Sunday, October 25th 2015
Surprisingly some insects are easy to find in autumn. This Eyed Ladybird was spotted by a child from Hipswell School, trying to hide on the rail of a bridge across Risedale Beck. It was placed in a container for everyone to see and returned to its post. A casual glance as the next group went past and it was still there! So back in the container and examined and then back on the post! You could almost hear it saying 'I only want to find somewhere safe to hibernate in peace and quiet!'
On an earlier visit, a pond dipping group caught a Great Diving Beetle. Although they are often found in water they can fly. An unsuccessful trawl of web sites has not yielded any information about where the adults spend the winter. A guess would be that they dig into the silt in the pond. Pond Skaters hibernate in log piles, carefully tucking away their legs. A suspicion that the Great Diving Beetle may do the same. (Thank you to Neville for the photograph.)

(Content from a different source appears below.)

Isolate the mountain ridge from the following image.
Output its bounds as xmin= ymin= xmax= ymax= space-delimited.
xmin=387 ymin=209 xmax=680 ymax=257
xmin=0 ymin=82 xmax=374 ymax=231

There is still warmth in the sun and butterflies will take every opportunity to sunbathe and feed when they can. A Red Admiral thought the headlight on a car was an ideal place to receive the maximum amount of heat. It will hibernate in a cool place, the workshop, crevices in trees or in other buildings.
Many caterpillars will head for a suitable site in which to pupate over winter. A bright green caterpillar, thought to be a Poplar Hawkmoth, was found by Brian and Leanne. This caterpillar will pupate underground near the food plants, which include Aspen and willows. It will hatch out in May or July.